La persistance des pratiques néfastes au sein de la société globale explique le degré de corruption au sein des élites haïtiennes ; ce qui nous faire que l’espoir de la rédemption d’Haïti n’est pas pour demain. Le renouvellement de l’échec dans la gouvernance du pays démontre que le souci de nos dirigeants n’est pas la recherche du résultat mais sa volonté de jouir des délices que procure tel ou tel poste de responsabilité dans l’administration de l’État.
Nous sommes face à un drame de l’Esprit, celui d’un peuple qui est incapable de prendre conscience de lui-même. Un épaississement des ténèbres qui étouffe la lumière, agresse et éteint brutalement et systématiquement toute espérance, pour répéter le Père Aduel Joachim.
Le message de Valéry Numa indique que nous sommes dans la caducité de l’Esprit. Dans un double mouvement, la caducité explique la mort mais aussi l’évolution de l’Esprit. D’où la nécessité d’une révolution éthique, intellectuelle et politique pour pouvoir mieux rebondir dans l’histoire. Cessons le recyclage de l’échec ! Il ne doit avoir ni de courtisans ni de partisans. Le discours de l’échec n’inspire rien. L’intelligence veut dire résultat, c’est-à-dire capacité à résoudre les problèmes. Paul Valéry disait que le diplôme est l’ennemi de la culture. Une autre manière de dire que toute culture est une culture de résultats. Chez nous, on pense que la connaissance, c’est de détenir un diplôme, parler français en usant des phrases grandiloquentes. L’accès à un poste à haute responsabilité politique est considéré avant tout comme un moyen de distinction sociale et non la volonté de participer à la réalisation d’un projet national axé sur le bien commun.

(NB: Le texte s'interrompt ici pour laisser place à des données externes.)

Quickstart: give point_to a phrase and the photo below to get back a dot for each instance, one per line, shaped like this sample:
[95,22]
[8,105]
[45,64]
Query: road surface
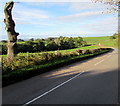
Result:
[92,81]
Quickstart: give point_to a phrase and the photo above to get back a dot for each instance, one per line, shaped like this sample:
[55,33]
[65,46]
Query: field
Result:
[104,41]
[27,65]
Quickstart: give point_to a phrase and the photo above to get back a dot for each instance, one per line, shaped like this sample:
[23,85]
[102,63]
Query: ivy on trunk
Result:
[10,28]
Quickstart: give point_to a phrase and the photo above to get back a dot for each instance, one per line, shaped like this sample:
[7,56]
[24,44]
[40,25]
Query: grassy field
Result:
[105,41]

Comme ce journaliste sociologue, la société haïtienne est fatiguée de ces acteurs improductifs qui dérangent notre vie. Enfin un insoumis qui décide de garder loin de son micro des baragouineurs de la politique traditionnelle haïtienne. Cette attitude de Valery Numa consistant à dénoncer les imposteurs et les éviter, est révolutionnaire. Une prise de conscience qui est arrivée au bon moment, quoi qu’on dise de son itinéraire et de ses erreurs professionnelles pointées du doigt par certains critiques. Pour lui, le temps n’est pas à la glorification de l’erreur mais plutôt à sa réprobation. Enfin un déserteur de cette presse haïtienne, corrompue, complice et responsable de l’état piteux d’Haïti ! De cette sainte colère, en attendant qu’arrive le temps béni des patriotes, ne serait-ce qu’un premier pas vers une révolution éthique, pour l’heure, inculquons aux jeunes générations la culture du résultat qualitatif et de la réussite au lieu de les manipuler pour qu’elles portent les désaccords des politiciens dans les rues ou de les faire accepter des accords passés entre les profiteurs cyniques de la république qui ne les concernent pas. Voilà ce qui me semble être la promesse du meilleur et la semence de l’espoir. Bravo Valery!